A poco è servito l’appello del novantaduenne ex partigiano Manolis Glezos, che pur criticando radicalmente le decisioni della dirigenza aveva invitato il partito a «rinsavire» e discutere, convinto che un punto di mediazione si sarebbe trovato. Con chi si schiererà ora l’uomo che tirò giù la bandiera nazista dal Partenone? Cosa faranno la Presidente del Parlamento Zoe Konstantopoulou e l’ex ministro delle Finanze Yanis Varoufakis, ipercritici con il Memorandum firmato? Nomi pesanti che potrebbero fare la differenza, se schierati dall’una o dall’altra parte. La decisione di Tsipras ha spazzato via pure i pontieri del partito, chi pensava fosse ancora realizzabile la missione impossibile di mantenere unita la Coalizione della sinistra radicale. Ora sono chiamati tutti a schierarsi o a tirarsi indietro, come ha annunciato ieri la deputata Maria Kanellopoulos, che non si ricandiderà perché «non voglio partecipare all’inevitabile guerra civile tra eserciti di parte che si scatenerà» e, dice, tornerà all’attivismo sociale. Le due Syriza si divideranno senza neppure confrontarsi in un congresso: chiesto da Tsipras all’indomani dell’Eurogruppo del 12 luglio (quello del «waterboading mentale»), è rimasto stritolato dal muro contro muro e dalla probabile diserzione della sinistra interna. «Perché un’elezione indetta ad agosto, a tempo di record?» si chiedeva ieri il sito Iskra, house organ  della minoranza, «la ragione è semplice e intuitiva: il governo è preoccupato per le conseguenze del Memorandum, che si faranno sentire giorno dopo giorno. Ma c’è un altro motivo non trascurabile: sorprendere la Piattaforma di sinistra, che non ha avuto il tempo di prepararsi alle elezioni, e sbarazzarsi del no al referendum».

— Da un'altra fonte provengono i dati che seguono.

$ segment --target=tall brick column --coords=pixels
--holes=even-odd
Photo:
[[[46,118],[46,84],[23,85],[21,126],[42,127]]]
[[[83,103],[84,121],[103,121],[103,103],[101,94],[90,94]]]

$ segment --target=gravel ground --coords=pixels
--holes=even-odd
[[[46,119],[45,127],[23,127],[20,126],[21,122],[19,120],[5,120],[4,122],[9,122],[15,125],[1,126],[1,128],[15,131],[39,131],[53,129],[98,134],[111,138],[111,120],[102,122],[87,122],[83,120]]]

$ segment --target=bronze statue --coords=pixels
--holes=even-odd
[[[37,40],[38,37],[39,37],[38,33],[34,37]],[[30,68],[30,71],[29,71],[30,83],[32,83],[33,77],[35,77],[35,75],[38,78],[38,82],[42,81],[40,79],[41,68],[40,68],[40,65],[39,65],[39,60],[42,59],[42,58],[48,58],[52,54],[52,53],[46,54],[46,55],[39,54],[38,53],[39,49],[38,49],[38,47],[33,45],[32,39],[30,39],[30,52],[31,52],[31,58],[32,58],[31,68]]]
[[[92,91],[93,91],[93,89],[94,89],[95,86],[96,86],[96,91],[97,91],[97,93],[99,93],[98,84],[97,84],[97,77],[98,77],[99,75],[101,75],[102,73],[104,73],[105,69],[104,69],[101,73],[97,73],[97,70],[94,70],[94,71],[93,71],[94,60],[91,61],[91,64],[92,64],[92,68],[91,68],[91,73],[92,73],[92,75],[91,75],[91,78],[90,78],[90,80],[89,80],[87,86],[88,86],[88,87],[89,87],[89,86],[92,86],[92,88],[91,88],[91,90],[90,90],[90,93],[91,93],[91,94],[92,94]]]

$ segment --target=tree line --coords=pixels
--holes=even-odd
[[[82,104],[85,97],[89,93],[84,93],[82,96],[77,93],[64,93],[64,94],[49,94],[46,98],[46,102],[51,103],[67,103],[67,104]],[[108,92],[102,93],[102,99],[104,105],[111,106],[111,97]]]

Chi non si dichiara sorpreso è l’inossidabile Kke: anche il segretario del partito comunista Koutsoubias ha detto che un voto a così breve termine serve per non far organizzare gli avversari, ma loro si dicono «pronti in qualsiasi momento». D’altronde sono stati tra i pochi a non andare in vacanza neppure un giorno: i suoi militanti affiliati al sindacato Pame sono scesi in piazza sia nel giorno del voto del primo accordo, a luglio, che in quello di ferragosto sul Memorandum.
Ma a preoccupare lo staff di Tsipras, e forse a spingerlo a forzare i tempi, sono soprattutto i sondaggi: l’ormai ex premier è ancora forte, ma i consensi sarebbero un po’ in calo e l’applicazione delle

misure più dure del Memorandum rischierebbe solo di nuocergli.  Da qui la decisione di  giocare d’anticipo e chiedere ai greci un consenso pieno.